Faced with statistics, like these, so-called civil rights groups, typically accuse white teachers of arbitrarily, singling out blacks for punishment. To the contrary, black teachers have been found to be even more critical of black students than white teachers are.
Moreover, Asian students are less than half as likely as whites to be suspended or expelled, and it is unreasonable to ask us to believe that an anti-white, pro-Asian bias permeates the American educational system.
And educational disparities between the races persist even when social class is taken into account, so that comfortable explanation doesn't work.
The crime statistics tell us everything: if you based your opinions on TV or the movies, you would think the big problem in America is white-on-black violence. In fact, the reality is so overwhelmingly the opposite that most people would be shocked to learn the real numbers.
Per 10,000 whites, 3.4 violent crimes are committed against blacks. Per 10,000 blacks, 153 violent crimes are committed against whites.
As time has gone on, special accommodations for blacks, and disabilities placed on whites, have only grown more intense.
In 2023 the percentage of white men in tenure-track faculty positions at Harvard declined from 39 percent in 2014 to 18 percent. That doesn't happen by accident.
Oh, who cares about Harvard faculty, some will say.
But it reflects a society-wide problem.
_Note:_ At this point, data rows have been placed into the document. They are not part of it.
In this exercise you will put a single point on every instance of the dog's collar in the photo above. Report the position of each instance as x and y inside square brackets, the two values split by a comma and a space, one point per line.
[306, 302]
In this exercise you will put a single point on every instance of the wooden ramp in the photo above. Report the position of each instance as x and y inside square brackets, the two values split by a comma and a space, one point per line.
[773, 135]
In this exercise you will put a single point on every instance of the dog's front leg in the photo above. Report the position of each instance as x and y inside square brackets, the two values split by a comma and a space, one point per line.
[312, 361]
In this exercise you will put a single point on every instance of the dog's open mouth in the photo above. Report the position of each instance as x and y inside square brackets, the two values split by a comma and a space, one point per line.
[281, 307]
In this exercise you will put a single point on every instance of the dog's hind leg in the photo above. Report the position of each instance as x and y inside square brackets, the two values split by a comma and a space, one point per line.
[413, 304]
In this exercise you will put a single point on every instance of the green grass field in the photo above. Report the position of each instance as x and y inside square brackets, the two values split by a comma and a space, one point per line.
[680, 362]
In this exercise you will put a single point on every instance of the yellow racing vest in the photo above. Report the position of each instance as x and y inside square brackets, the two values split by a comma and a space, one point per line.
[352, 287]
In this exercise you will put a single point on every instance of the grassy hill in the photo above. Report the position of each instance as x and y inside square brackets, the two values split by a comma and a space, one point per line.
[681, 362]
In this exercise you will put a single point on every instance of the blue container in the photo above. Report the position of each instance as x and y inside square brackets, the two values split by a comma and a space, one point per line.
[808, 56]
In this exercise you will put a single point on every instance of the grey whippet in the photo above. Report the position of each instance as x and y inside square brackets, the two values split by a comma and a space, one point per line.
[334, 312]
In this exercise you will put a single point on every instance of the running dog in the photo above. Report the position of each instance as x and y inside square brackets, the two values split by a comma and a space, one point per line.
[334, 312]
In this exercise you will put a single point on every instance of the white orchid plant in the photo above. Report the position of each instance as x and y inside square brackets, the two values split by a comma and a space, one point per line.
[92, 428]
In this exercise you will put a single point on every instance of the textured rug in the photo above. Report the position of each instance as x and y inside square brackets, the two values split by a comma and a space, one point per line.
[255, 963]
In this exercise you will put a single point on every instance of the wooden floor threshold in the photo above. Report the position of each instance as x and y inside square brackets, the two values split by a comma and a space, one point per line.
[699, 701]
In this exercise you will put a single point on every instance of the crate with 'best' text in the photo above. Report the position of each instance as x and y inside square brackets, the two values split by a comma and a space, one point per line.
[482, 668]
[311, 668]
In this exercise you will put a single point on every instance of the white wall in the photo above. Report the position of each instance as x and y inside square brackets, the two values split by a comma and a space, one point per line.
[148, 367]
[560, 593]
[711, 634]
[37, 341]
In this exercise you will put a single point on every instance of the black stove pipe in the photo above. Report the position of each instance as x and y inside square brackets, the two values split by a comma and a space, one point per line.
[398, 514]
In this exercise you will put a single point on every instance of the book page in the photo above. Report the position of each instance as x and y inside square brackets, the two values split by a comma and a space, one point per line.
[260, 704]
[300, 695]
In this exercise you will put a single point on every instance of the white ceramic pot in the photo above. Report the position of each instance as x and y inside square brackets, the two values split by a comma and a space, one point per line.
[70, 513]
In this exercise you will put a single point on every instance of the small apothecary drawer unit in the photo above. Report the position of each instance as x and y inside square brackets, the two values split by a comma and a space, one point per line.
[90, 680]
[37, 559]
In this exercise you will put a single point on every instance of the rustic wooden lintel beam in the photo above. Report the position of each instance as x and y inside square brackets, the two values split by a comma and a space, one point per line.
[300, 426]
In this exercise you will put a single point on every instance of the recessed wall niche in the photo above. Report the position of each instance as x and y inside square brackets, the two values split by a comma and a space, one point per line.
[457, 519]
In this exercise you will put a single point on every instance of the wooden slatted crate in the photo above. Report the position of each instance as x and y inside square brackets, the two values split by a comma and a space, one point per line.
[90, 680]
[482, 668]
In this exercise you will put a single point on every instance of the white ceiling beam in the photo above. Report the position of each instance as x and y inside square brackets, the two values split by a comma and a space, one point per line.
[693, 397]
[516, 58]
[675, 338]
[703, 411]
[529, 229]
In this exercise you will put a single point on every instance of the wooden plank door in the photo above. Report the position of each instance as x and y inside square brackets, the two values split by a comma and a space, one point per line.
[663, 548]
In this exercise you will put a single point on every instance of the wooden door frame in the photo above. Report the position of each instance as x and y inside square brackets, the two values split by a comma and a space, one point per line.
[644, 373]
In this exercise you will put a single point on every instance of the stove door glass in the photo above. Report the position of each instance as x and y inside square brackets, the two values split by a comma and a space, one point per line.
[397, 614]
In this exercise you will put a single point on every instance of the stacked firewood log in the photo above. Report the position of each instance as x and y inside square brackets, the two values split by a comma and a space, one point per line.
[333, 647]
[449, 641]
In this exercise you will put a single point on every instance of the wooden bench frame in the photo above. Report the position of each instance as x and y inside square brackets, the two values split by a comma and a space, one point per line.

Here are some other numbers we now know, that also incorporate the anti-male bias in hiring:
TV/Hollywood Writers: White men comprised roughly 48% of lower-level TV writers in 2011, dropping to 11.9% by 2024.
Medical school matriculants: White men accounted for 31% in 2014, declining to 20.5% in 2025.
The Atlantic staff: In 2013: 53% male / 89% white; by 2024: 36% male / 66% white.
University faculty hiring (tenure-track): At UC Berkeley, white men comprised 52.7% of new tenure-track faculty hires in 2015, dropping to 21.5% in 2023.
Humanities/social sciences faculty hires: UC Irvine hired 64 tenure-track assistant professors in humanities and social sciences since 2020 — only 3 (4.7%) were white men.
At UC Santa Cruz, of 59 assistant professors in Arts, Humanities, and Social Sciences (2020–2024), only 2 (3%) were white men.
Law school matriculants: White men accounted for 31.2% of law school matriculants in 2016, falling to 25.7% in 2024.
Corporate/tech entry- and mid-level (specifically Amazon): Entry-level “professionals” (college graduates) were 42.3% white male in 2014. By 2024, mid-level managers had fallen from 55.8% white male in 2014 to 33.8% (nearly 40% decline).
Tech workforce (specifically Google): White men represented nearly 50% of the workforce in 2014, dropping to less than one-third by 2024 (a roughly 34% relative decline).
Four years ago a survey of a thousand hiring managers in the United States came out that showed 16 percent of such managers had been expressly told to stop hiring white men.
Further, 48 percent of hiring managers say they have been instructed to prioritize "diversity" over merit, and 53% believe they will lose their jobs if they don’t hire accordingly.
All across the country there are special programs, of every shape and size, for minority applicants. If you had any idea of the scale of it, you would be shocked -- no matter how much you think you know about the subject.
Instead of the kind of gratitude you might expect from people who have benefited from the most systematic effort in any society to assist a minority group -- I haven't even mentioned the literal trillions in wealth redistribution -- it is never enough, and the recipients will scream "RACIST" in your face even for pointing any of this out.
We can hope that the Karmelo Anthony case accelerates the coming of the day when whites say: we have done everything humanly possible for you, and received only hatred and ingratitude in return. You are on your own now.